フアン氏が、Nvidiaの2つの重要な顧客であるAnthropicとOpenAIに反する公の立場を取ることは一見矛盾しているように見えますが、ビジネス上の論理は明確です。規制による制約は、特定の顧客との関係悪化よりも、Nvidiaにとってはるかに大きな脅威なのです。

Nvidia CEO、トランプ・習国家晩餐会への出席を確保

規制をめぐる議論とは別に、フアン氏の政治的なつながりも深まっているようです。複数の情報筋によると、フアン氏は9月24日にワシントンで開催される、習近平中国国家主席の訪問を祝うトランプ大統領の国家晩餐会に出席する予定です。

この公式行事は、両国が経済・技術問題に関する協議に向け動き出す中で開催され、人工知能が主要な議題の一つになると予想されています。

これはフアン氏にとって初めての大規模外交の場への出席ではありません。以前、中国で習氏がトランプ氏を主催した5月の国家晩餐会にも出席し、イーロン・マスク氏やApple前最高経営責任者(CEO)のティム・クック氏と並んで姿を見せていました。いずれも米テクノロジー業界を代表する顔です。

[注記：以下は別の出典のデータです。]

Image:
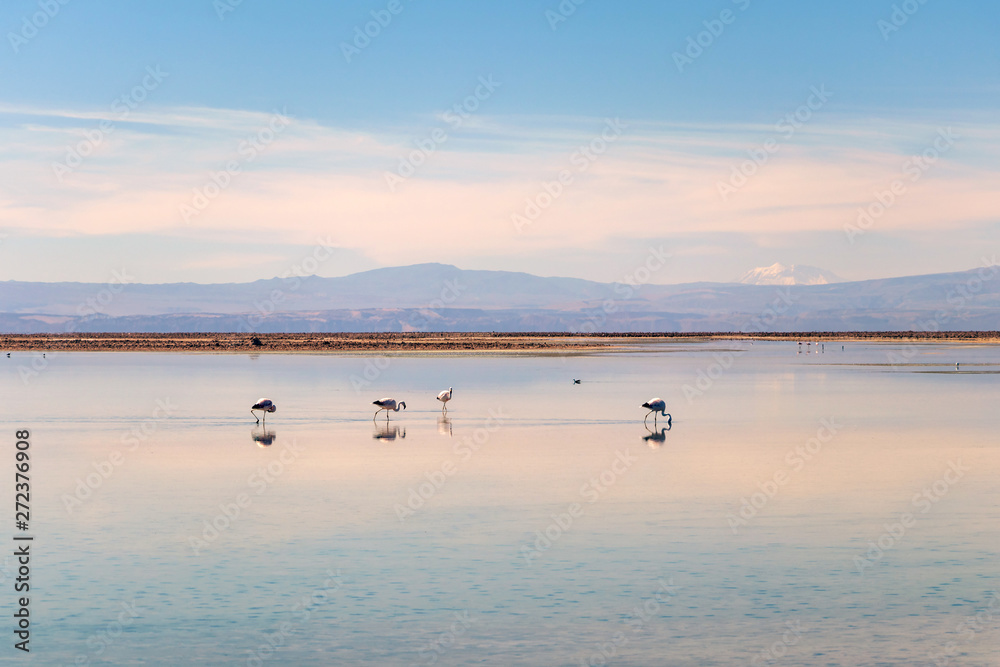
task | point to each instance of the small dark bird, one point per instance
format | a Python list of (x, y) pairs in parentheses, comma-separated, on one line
[(265, 405)]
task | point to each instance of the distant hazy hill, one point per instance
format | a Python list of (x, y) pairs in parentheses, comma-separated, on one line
[(779, 274), (438, 297)]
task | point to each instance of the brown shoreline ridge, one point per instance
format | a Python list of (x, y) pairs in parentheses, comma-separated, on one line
[(437, 342)]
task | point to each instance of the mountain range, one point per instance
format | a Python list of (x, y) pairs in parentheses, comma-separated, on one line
[(779, 274), (438, 297)]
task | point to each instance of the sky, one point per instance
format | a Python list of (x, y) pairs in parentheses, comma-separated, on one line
[(232, 140)]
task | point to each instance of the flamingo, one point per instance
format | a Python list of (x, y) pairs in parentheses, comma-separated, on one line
[(265, 405), (657, 406), (387, 404), (444, 397)]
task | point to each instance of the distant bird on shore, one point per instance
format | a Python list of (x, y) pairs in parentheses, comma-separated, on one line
[(657, 406), (444, 397), (265, 405), (387, 404)]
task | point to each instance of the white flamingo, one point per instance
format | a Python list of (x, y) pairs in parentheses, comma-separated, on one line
[(387, 404), (265, 405), (444, 397), (656, 406)]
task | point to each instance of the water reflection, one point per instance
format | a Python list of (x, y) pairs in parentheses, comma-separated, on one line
[(656, 438), (388, 431), (263, 437)]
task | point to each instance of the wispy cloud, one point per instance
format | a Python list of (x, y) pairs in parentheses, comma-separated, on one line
[(656, 181)]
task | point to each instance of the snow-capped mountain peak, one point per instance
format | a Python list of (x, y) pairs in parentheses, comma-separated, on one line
[(779, 274)]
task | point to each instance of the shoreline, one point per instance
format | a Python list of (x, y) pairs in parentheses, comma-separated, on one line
[(437, 342)]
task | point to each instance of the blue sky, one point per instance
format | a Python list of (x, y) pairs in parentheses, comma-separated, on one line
[(893, 88)]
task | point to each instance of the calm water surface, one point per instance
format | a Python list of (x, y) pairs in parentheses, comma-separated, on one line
[(539, 523)]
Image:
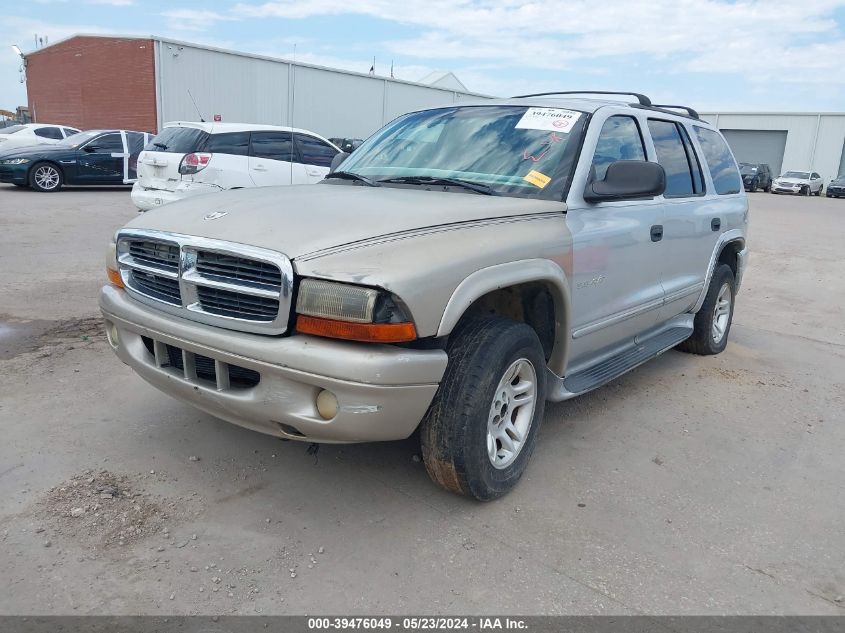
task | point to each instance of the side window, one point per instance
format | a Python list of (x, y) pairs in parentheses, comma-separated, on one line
[(314, 151), (236, 143), (719, 160), (619, 139), (107, 144), (49, 132), (135, 140), (672, 155), (695, 164), (273, 146)]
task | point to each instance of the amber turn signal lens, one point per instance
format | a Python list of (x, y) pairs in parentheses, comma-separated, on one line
[(365, 332), (114, 277)]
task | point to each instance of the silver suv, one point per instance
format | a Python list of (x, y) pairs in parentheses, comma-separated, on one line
[(465, 265)]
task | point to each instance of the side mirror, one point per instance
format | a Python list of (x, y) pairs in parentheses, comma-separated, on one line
[(626, 180), (337, 160)]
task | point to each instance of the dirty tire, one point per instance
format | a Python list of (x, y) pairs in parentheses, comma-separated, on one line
[(453, 435), (45, 177), (702, 342)]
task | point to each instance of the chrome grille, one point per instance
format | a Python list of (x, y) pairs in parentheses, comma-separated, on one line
[(211, 281), (162, 288), (235, 269), (237, 304)]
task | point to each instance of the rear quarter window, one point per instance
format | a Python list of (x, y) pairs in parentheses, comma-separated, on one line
[(720, 161), (235, 143), (178, 140)]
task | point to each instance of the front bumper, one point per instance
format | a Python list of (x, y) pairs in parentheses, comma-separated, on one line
[(146, 199), (16, 174), (383, 391)]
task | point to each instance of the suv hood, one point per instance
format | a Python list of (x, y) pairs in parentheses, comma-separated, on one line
[(303, 219)]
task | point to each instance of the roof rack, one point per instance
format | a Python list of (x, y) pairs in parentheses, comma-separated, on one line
[(645, 101), (691, 112)]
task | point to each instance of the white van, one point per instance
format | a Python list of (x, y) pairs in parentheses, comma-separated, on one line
[(189, 158)]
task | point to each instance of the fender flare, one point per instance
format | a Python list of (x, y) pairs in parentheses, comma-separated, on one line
[(734, 235), (500, 276)]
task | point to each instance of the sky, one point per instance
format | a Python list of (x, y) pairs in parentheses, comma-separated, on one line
[(714, 55)]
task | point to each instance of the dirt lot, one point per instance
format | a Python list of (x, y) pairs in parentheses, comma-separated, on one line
[(692, 485)]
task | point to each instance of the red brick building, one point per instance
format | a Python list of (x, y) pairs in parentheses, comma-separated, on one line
[(93, 82)]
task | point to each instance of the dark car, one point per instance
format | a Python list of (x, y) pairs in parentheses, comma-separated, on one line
[(347, 145), (96, 157), (836, 187), (756, 176)]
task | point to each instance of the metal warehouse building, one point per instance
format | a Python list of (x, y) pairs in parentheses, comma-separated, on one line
[(802, 141), (93, 81)]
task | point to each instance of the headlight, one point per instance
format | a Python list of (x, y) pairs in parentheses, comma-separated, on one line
[(356, 313)]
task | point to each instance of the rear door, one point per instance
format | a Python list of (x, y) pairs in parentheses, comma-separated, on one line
[(274, 159), (100, 160), (316, 156), (158, 164), (704, 199)]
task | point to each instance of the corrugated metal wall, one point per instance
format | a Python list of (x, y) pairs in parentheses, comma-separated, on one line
[(249, 89), (814, 142)]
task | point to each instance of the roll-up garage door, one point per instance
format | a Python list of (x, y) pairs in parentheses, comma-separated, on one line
[(758, 146)]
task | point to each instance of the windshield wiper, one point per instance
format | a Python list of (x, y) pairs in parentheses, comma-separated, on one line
[(437, 180), (348, 175)]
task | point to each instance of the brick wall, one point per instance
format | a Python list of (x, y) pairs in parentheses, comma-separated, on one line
[(94, 82)]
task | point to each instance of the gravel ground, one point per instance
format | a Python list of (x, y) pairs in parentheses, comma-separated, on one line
[(691, 485)]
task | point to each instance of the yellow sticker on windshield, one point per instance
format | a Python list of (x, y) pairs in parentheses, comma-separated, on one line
[(536, 178)]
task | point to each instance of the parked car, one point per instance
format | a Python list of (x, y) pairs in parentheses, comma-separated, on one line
[(836, 187), (467, 264), (95, 157), (756, 176), (802, 182), (188, 159), (347, 145), (26, 134)]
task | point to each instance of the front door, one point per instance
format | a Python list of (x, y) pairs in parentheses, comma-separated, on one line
[(617, 255), (100, 161)]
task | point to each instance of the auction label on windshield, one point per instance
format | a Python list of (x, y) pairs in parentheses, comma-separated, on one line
[(549, 119)]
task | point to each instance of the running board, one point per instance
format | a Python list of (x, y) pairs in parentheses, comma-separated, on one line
[(598, 375)]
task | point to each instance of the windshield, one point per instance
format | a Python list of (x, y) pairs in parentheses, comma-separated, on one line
[(78, 139), (514, 150)]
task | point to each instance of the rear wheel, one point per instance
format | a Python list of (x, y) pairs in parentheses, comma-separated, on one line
[(45, 177), (713, 321), (480, 430)]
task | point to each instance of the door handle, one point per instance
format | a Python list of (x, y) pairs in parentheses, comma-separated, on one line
[(657, 233)]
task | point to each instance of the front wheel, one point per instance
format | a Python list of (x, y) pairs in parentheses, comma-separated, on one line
[(45, 177), (713, 321), (480, 430)]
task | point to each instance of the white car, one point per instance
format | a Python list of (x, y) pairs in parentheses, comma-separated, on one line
[(804, 182), (188, 159), (27, 134)]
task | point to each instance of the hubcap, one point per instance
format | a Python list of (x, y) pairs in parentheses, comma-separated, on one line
[(721, 313), (511, 413), (46, 177)]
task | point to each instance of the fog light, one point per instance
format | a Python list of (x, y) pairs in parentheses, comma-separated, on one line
[(326, 404), (112, 334)]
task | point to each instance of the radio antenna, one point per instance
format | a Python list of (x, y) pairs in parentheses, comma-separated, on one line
[(195, 106)]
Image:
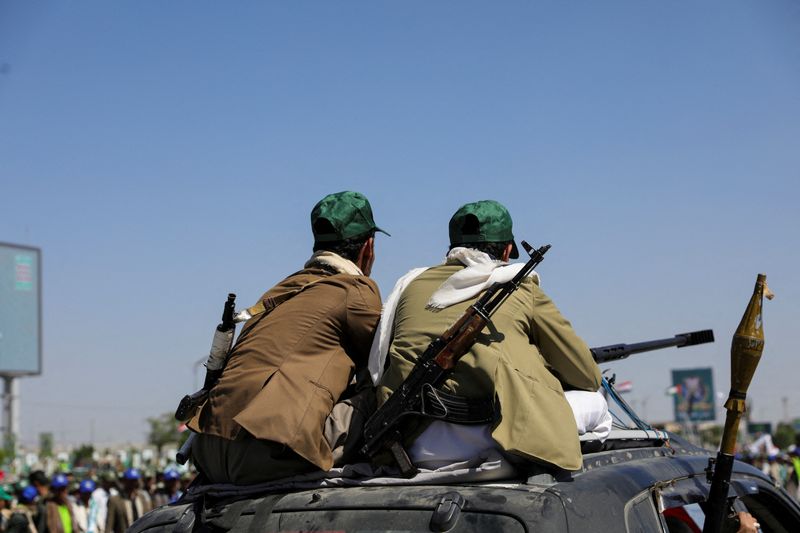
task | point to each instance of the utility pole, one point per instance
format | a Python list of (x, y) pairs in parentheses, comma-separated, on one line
[(785, 402)]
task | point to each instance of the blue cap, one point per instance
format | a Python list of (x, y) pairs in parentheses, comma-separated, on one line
[(29, 494), (131, 473), (59, 481)]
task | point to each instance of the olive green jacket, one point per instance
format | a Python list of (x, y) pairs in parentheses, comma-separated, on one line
[(289, 367), (526, 356)]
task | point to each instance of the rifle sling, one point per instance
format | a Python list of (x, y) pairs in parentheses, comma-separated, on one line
[(456, 409)]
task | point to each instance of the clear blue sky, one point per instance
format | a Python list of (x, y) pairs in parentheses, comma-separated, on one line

両国のAI研究者が利用するプロセッサーの主要サプライヤーとして、Nvidiaは世界の2大経済国による米中AI覇権競争の中で重要な位置を占めています。

ホワイトハウスの担当者は、水曜日午前の時点でフアン氏の出席見通しに関する声明を発表していません。出席が確認されれば、AI規制に最も声を上げる反対者が、両政府がこの技術の未来を協議しようとするまさにその時に、首脳同席のテーブルに着くことになります。